Ebenso zutreffend hat das SG dargelegt, dass nach vorläufiger Prüfung der - ohne die Berücksichtigung der Kosten der Unterkunft - noch zu deckende Bedarf in Höhe von 2.157,00 EUR durch das Einkommen der Antragsteller gedeckt ist. Als Einkommen zu berücksichtigen sind zunächst Leistungen nach dem Unterhaltsvorschussgesetz (UVG) für die Antragsteller Ziff. 3 und 4 (monatlich jeweils 291,00 EUR) sowie Kindergeld (987,00 EUR bis 31.12.2016 und 997,00 EUR ab 01.01.2017). Ausgehend von den Angaben vom 15.09.2016 erwartete der Antragsteller Ziff. 2 in dem Bewilligungszeitraum vom 01.09.2016 bis 28.02.2017 Betriebseinnahmen in Höhe von 14.400,00 EUR. Überzeugend hat das SG Absetzungen in Höhe von insgesamt 3.000,00 für plausibel erachtet, ein monatliches Einkommen aus der selbstständigen Tätigkeit in Höhe von 1.900,00 EUR errechnet und darüber hinaus monatlich 434,00 EUR aus dem am 06.10.2016 zugeflossenen Betrag von 2.606,00 EUR für die Hausverwaltung für die V. E. berücksichtigt. Insgesamt errechnen sich damit monatlich Einnahmen in Höhe von 3.903,00 EUR (bis 31.12.2016) und 3.913,00 EUR (ab 01.01.2017). Nicht zu beanstanden ist insoweit, dass das SG - wie auch der Antragsgegner - bei der hinsichtlich der Einnahmen aus selbstständiger Tätigkeit vorzunehmenden Einkommensprognose die eigenen Angaben der Antragsteller in der Anlage EKS vom 15.09.2016 (Bl. 783 ff. der Verwaltungsakte) zugrunde gelegt haben. Auch unter Berücksichtigung der Einnahmen in der Zeit von März 2016 bis August 2016, die sich aus der Anlage EKS vom 20.09.2016 (Bl. 809 ff. der Verwaltungsakte) ergeben, ist das für den Folgezeitraum geschätzte Einkommen, das deutlich unter dem in den Vormonaten tatsächlich erzielten liegt, jedenfalls im Rahmen der Prognoseentscheidung nicht als zu niedrig anzusehen.
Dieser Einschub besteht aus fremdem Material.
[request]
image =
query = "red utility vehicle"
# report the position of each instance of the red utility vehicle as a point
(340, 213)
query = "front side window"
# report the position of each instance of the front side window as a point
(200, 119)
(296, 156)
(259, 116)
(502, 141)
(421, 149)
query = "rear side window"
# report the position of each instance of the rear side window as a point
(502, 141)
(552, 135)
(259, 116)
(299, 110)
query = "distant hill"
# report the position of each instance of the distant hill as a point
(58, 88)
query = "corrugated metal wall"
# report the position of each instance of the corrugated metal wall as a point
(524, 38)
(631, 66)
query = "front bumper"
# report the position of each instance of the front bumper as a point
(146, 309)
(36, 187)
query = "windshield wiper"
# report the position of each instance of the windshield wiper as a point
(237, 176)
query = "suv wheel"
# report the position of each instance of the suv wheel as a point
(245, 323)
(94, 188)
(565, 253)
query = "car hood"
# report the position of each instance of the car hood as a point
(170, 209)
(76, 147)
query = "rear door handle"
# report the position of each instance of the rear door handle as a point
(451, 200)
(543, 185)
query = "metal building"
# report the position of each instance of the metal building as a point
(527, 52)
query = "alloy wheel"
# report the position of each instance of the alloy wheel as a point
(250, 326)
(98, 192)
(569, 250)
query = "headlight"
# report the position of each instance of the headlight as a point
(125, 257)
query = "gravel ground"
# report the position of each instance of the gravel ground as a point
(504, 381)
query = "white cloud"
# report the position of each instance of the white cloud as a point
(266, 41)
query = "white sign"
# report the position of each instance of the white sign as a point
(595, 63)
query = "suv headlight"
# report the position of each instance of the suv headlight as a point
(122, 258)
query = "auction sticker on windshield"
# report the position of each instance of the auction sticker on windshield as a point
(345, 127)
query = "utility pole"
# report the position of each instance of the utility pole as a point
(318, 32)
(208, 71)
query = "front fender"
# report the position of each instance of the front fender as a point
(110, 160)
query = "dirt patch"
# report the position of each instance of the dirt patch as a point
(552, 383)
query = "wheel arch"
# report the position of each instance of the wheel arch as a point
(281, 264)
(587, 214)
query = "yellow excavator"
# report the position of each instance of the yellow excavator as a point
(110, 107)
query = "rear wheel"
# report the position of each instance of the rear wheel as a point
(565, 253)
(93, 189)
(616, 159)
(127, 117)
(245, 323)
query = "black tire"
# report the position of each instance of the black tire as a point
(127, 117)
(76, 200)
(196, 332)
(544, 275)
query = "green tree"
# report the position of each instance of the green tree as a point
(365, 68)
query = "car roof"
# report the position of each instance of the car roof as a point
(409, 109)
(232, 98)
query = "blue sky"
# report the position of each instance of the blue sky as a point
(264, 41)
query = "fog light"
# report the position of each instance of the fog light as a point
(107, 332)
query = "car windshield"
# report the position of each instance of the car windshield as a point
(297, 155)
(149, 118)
Damit sind die Voraussetzungen für den Erlass einer einstweiligen Anordnung nicht glaubhaft gemacht, weshalb die Beschwerde gegen den Beschluss des SG zurückzuweisen war.

Die Kostenentscheidung beruht auf § 193 SGG in entsprechender Anwendung.

Dieser Beschluss ist nicht mit der Beschwerde anfechtbar.